1922 – Barontine Satin
1923 – All Wool Tricotine
Seen on a skirt/jacket set. Tricotine is a double twill woven fabric
1923 – Caracul Fur Trimmed
Trim seen on neckline and cuffs of a coat
1923 – Canton Crepe
A dress. Slightly heavier than Crepe de Chine, texture has light ribbing. Here are two examples from Adored Vintage!
1923 – Wool Eponge
Seen on a skirt
1923 – Prunella Cloth
Seen on a skirt
1930 – Cotton Pongette
1930 – Cotton Marcella Broadcloth
Seen on a day dress. Plain woven cotton
Hopefully I’ll be able to post more photos of these fabric textures up close with product shots from Adored Vintage! I do want to end with this final thought for vintage sellers and those that buy vintage.
THE FABRIC TAKEAWAY
There are FOUR main natural fibers for fabrics. Linen, Cotton, Wool, and Silk. Most vintage clothing prior to the 1940s will fall into any of these four main fabric families.

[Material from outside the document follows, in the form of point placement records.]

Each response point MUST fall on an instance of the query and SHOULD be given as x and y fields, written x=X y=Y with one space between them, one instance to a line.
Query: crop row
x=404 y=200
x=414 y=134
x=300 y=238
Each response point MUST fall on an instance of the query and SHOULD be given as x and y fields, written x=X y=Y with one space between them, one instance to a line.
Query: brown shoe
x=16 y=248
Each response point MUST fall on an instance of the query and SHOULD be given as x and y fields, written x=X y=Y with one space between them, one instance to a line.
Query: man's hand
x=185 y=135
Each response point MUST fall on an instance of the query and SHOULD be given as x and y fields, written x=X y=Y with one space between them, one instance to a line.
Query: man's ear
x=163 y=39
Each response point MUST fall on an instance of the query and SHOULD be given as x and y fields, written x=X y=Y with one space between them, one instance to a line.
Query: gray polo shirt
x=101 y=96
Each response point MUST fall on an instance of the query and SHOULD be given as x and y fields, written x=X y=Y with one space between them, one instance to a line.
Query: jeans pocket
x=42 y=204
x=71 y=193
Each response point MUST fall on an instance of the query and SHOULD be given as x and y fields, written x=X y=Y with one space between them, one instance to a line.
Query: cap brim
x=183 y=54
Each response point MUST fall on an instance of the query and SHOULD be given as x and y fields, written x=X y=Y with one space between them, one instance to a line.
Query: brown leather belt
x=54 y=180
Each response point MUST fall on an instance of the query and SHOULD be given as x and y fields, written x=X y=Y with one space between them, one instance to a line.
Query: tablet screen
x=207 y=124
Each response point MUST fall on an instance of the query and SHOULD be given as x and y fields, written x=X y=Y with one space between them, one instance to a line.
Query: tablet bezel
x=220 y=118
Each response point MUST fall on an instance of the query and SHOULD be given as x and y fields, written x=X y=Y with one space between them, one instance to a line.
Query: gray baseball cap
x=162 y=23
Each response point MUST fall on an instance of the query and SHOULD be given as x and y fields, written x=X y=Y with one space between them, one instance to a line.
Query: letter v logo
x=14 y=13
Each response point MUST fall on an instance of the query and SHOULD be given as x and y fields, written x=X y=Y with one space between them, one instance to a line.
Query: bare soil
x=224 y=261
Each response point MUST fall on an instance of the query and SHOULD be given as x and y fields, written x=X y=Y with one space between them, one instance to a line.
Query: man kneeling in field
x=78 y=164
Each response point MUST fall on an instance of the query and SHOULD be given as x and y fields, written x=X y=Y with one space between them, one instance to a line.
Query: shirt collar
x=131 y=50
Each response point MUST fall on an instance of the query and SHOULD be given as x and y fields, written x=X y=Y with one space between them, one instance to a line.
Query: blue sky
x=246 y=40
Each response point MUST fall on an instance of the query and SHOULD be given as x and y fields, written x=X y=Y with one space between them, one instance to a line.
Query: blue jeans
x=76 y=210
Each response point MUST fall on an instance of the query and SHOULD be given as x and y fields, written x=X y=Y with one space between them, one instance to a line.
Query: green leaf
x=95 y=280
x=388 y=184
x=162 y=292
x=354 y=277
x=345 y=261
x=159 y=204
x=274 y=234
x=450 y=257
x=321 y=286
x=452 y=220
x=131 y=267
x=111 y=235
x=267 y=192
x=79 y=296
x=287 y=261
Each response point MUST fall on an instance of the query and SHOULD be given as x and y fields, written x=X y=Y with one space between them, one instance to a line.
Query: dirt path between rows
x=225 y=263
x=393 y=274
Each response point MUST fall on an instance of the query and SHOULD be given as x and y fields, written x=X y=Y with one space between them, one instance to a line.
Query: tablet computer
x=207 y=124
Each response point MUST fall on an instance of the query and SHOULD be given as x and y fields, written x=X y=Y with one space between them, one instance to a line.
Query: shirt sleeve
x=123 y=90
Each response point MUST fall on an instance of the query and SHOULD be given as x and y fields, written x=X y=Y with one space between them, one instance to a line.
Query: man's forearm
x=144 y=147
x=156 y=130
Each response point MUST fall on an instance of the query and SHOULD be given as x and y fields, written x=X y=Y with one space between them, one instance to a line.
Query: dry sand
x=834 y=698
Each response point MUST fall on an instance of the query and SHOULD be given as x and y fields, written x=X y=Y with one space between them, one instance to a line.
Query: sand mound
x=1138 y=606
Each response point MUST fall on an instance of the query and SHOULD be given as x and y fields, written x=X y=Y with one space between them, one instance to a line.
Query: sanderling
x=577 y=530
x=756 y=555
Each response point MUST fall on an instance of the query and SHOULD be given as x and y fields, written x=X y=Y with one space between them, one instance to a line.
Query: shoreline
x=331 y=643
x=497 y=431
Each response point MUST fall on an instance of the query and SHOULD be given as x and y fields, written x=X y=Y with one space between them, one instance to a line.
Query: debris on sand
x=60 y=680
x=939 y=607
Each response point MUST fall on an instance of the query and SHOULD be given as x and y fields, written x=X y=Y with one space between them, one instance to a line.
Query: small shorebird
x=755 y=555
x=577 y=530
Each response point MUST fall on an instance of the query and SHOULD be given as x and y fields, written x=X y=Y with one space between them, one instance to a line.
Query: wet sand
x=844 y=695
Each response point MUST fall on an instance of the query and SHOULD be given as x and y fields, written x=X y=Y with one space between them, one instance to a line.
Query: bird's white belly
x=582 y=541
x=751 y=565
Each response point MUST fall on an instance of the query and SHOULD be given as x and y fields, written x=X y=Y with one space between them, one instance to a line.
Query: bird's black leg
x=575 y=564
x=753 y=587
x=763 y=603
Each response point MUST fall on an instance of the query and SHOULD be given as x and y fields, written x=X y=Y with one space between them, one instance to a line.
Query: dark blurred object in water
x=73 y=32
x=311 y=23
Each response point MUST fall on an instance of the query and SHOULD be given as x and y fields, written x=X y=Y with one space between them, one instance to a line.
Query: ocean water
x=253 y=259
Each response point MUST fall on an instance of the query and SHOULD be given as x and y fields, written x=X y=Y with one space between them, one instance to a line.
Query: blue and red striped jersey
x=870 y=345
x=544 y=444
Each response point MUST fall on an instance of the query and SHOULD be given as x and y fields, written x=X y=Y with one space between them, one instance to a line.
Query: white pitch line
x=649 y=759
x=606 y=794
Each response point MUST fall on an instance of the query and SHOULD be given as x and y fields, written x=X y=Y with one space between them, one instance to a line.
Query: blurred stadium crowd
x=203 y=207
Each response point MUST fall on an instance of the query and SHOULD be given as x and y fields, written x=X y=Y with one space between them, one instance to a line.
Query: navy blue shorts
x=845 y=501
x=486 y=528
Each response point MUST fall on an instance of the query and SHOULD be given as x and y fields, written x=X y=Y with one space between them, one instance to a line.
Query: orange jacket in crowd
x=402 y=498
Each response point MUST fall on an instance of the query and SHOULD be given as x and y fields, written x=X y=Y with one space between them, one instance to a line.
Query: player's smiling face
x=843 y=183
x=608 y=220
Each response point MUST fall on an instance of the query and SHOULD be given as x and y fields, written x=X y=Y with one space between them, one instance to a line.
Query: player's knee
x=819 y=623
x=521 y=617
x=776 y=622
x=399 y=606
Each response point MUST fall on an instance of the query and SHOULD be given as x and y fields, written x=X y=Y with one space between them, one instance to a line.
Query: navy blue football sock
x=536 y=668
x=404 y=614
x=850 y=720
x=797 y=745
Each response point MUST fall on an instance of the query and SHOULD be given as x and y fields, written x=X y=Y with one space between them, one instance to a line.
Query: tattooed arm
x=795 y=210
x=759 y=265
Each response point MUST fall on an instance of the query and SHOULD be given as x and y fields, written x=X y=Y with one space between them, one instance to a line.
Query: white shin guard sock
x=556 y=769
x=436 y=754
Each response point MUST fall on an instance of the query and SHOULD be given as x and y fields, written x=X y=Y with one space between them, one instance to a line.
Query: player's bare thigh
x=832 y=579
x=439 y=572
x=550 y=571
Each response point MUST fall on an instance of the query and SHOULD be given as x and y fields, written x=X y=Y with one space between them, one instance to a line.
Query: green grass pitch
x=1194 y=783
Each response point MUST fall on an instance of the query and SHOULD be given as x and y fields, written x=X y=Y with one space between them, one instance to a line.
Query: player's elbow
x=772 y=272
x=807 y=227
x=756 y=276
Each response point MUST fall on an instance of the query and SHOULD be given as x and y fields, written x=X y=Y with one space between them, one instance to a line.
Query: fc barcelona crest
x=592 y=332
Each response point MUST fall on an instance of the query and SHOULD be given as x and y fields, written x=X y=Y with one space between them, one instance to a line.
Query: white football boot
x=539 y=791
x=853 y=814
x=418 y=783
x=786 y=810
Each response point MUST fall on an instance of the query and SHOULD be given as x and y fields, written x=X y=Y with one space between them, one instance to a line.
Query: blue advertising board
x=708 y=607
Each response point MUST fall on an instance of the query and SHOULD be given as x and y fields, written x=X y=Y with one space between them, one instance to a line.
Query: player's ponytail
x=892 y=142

You can always describe a fabric as “cotton feel”, “linen feel”, “silk feel”, or “wool feel” if you’re not sure yet. I have done this for a lot of fabric descriptions especially if I think it may be a man made/synthetic blend with a natural fiber.
In the 20th century so many new man made fabrics were created, the most prominent being rayon (also known as viscose) and polyester.